_B_,
I personally find Scalia's assault of the Lemon test in the following dissent to be even more enjoyable:
"As to the Court's invocation of the Lemon test: Like some ghoul in a late night horror movie that repeatedly sits up in its grave and shuffles abroad, after being repeatedly killed and buried, Lemon stalks our Establishment Clause jurisprudence once again, frightening thelittle children and school attorneys of Center Moriches Union Free School District. Its most recent burial, only last Term, was, to be sure, not fully six feet under: our decision in Lee v. Weisman, 505 U. S. ----, ---- (1992) (slip op., at 7), conspicuously avoided using the supposed "test" but also declined the invitation to repudiate it. Over the years, however, no fewer than five of the currently sitting Justices have, in their own opinions, personally driven pencils through the creature's heart (the author of today's opinion repeatedly), and a sixth has joined an opinion doing so. See, e. g., Weisman, supra, at ---- (slip op., at 14) (Scalia, J., joined by, inter alios, Thomas, J., dissenting); Allegheny County v. American Civil Liberties Union, Greater Pittsburgh Chapter, 492 U.S. 573, 655-657 (1989) (Kennedy, J., concurring in judgment in part and dissenting in part); Corporation of Presiding Bishop of Church of Jesus Christ of Latter day Saints v. Amos, 483 U.S. 327, 346-349 (1987) (O'Connor, J., concurring); Wallace v. Jaffree, 472 U.S. 38, 107-113 (1985) (Rehnquist, J., dissenting); id., at 90-91 (White, J., dissenting); School Dist. of Grand Rapids v. Ball, 473 U.S. 373, 400 (1985) (White, J., dissenting); Widmar v. Vincent, 454 U.S. 263, 282 (1981) (White, J., dissenting); New York v. Cathedral Academy, 434 U.S. 125, 134-135 (1977) (White, J., dissenting); Roemer v. Maryland Bd. of Public Works, 426 U.S. 736, 768 (1976) (White, J., concurring in judgment); Committee for Public Education & Religious Liberty v. Nyquist, 413 U.S. 756, 820 (1973) (White, J., dissenting).

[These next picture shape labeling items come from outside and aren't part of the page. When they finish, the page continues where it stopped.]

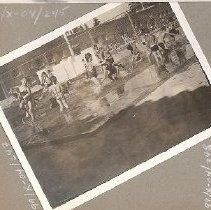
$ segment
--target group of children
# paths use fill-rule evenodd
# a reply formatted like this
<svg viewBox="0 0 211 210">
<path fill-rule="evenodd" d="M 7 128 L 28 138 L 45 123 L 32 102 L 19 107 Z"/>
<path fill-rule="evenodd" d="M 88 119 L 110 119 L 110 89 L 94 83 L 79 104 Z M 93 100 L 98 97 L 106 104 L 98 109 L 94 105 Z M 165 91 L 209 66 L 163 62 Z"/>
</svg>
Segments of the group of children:
<svg viewBox="0 0 211 210">
<path fill-rule="evenodd" d="M 149 30 L 143 30 L 138 37 L 136 36 L 136 40 L 127 44 L 127 50 L 131 52 L 133 58 L 131 62 L 140 60 L 140 55 L 144 52 L 149 62 L 151 62 L 150 56 L 153 55 L 158 67 L 164 65 L 169 59 L 169 51 L 172 46 L 174 46 L 175 36 L 178 34 L 179 31 L 173 24 L 171 27 L 168 27 L 168 29 L 164 26 L 154 33 Z M 135 43 L 141 44 L 140 49 L 135 46 Z M 86 53 L 82 62 L 86 69 L 85 73 L 87 79 L 90 79 L 100 88 L 106 78 L 111 81 L 118 80 L 119 71 L 121 68 L 124 69 L 124 66 L 121 63 L 116 63 L 114 61 L 114 57 L 106 46 L 95 45 L 93 48 L 95 50 L 95 56 L 99 60 L 99 66 L 104 72 L 103 80 L 100 80 L 98 77 L 97 66 L 93 62 L 93 55 L 91 53 Z M 177 51 L 177 54 L 179 57 L 184 57 L 180 51 Z M 43 86 L 43 91 L 39 99 L 42 99 L 44 93 L 47 92 L 50 95 L 50 108 L 52 108 L 55 103 L 59 105 L 60 112 L 63 112 L 65 108 L 69 108 L 62 86 L 50 70 L 42 72 L 41 85 Z M 20 108 L 34 121 L 33 96 L 26 78 L 21 81 L 18 99 Z"/>
</svg>

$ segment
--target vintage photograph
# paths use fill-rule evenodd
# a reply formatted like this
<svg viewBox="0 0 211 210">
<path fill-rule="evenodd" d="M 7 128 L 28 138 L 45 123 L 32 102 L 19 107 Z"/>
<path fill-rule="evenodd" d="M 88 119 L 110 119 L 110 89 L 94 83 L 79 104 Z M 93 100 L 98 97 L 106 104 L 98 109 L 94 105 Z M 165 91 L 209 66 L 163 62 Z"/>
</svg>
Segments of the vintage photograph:
<svg viewBox="0 0 211 210">
<path fill-rule="evenodd" d="M 169 3 L 119 4 L 0 66 L 0 106 L 52 208 L 211 125 Z"/>
</svg>

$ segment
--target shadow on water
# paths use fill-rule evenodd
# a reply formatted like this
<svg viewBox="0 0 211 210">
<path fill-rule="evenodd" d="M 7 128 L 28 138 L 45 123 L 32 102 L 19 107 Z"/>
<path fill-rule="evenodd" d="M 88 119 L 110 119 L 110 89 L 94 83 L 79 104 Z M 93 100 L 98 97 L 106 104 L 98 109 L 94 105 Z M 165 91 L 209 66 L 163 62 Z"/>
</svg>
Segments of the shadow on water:
<svg viewBox="0 0 211 210">
<path fill-rule="evenodd" d="M 96 131 L 24 152 L 51 205 L 77 197 L 211 125 L 211 89 L 131 106 Z"/>
</svg>

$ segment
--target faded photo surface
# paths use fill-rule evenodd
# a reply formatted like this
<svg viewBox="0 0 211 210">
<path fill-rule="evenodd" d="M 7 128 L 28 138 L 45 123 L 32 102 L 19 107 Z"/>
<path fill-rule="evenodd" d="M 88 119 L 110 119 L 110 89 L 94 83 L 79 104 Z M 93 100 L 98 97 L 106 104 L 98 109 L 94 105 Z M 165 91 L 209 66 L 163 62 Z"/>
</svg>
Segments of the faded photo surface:
<svg viewBox="0 0 211 210">
<path fill-rule="evenodd" d="M 58 207 L 211 125 L 168 3 L 122 3 L 0 67 L 0 105 Z"/>
</svg>

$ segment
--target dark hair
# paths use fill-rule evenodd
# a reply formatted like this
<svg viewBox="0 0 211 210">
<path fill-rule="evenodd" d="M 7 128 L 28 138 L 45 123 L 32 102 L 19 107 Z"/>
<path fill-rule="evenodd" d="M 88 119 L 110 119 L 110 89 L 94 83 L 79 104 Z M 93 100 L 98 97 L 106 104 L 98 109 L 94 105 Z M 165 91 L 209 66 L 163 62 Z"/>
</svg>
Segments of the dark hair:
<svg viewBox="0 0 211 210">
<path fill-rule="evenodd" d="M 47 73 L 45 71 L 42 72 L 41 76 L 48 76 Z"/>
<path fill-rule="evenodd" d="M 88 62 L 89 58 L 92 57 L 92 54 L 91 53 L 86 53 L 84 57 L 85 57 L 86 62 Z"/>
<path fill-rule="evenodd" d="M 57 78 L 56 78 L 55 76 L 52 76 L 52 77 L 50 78 L 50 80 L 51 80 L 51 82 L 52 82 L 53 84 L 56 84 L 56 83 L 57 83 Z"/>
</svg>

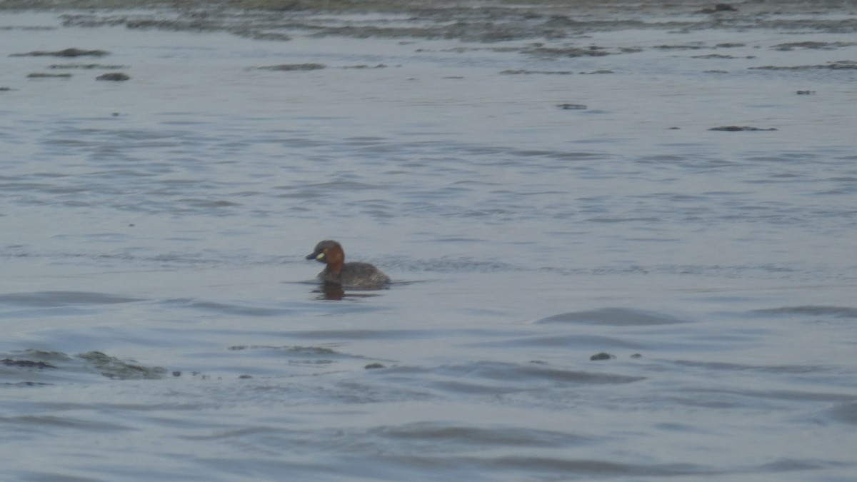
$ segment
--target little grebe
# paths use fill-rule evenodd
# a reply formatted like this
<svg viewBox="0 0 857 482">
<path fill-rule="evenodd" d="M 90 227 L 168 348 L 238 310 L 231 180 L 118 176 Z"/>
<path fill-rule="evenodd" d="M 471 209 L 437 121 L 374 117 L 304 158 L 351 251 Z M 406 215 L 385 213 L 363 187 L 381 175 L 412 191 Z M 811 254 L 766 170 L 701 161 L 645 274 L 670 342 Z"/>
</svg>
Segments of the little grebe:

The secret of the Lemon test's survival, I think, is that it is so easy to kill. It is there to scare us (and our audience) when we wish it to do so, but we can command it to return to the tomb at will. See, e. g., Lynch v. Donnelly, 465 U.S. 668, 679 (1984) (noting instances in which Court has not applied Lemon test). When we wish to strike down a practice it forbids, we invoke it, see, e. g., Aguilar v. Felton, 473 U.S. 402 (1985) (striking downstate remedial education program administered in part in parochial schools); when we wish to uphold a practice it forbids, we ignore it entirely, see Marsh v. Chambers, 463 U.S. 783 (1983) (upholding state legislative chaplains). Sometimes, we take a middle course, calling its three prongs "no more than helpful signposts," Hunt v. McNair, 413 U.S. 734, 741 (1973). Such a docile and useful monster is worth keeping around, at least in a somnolent state; one never knows when one might need him."
Lamb's Chapel v. Ctr. Moriches Union Free Sch. Dist. (91-2024), 508 U.S. 384 (1993).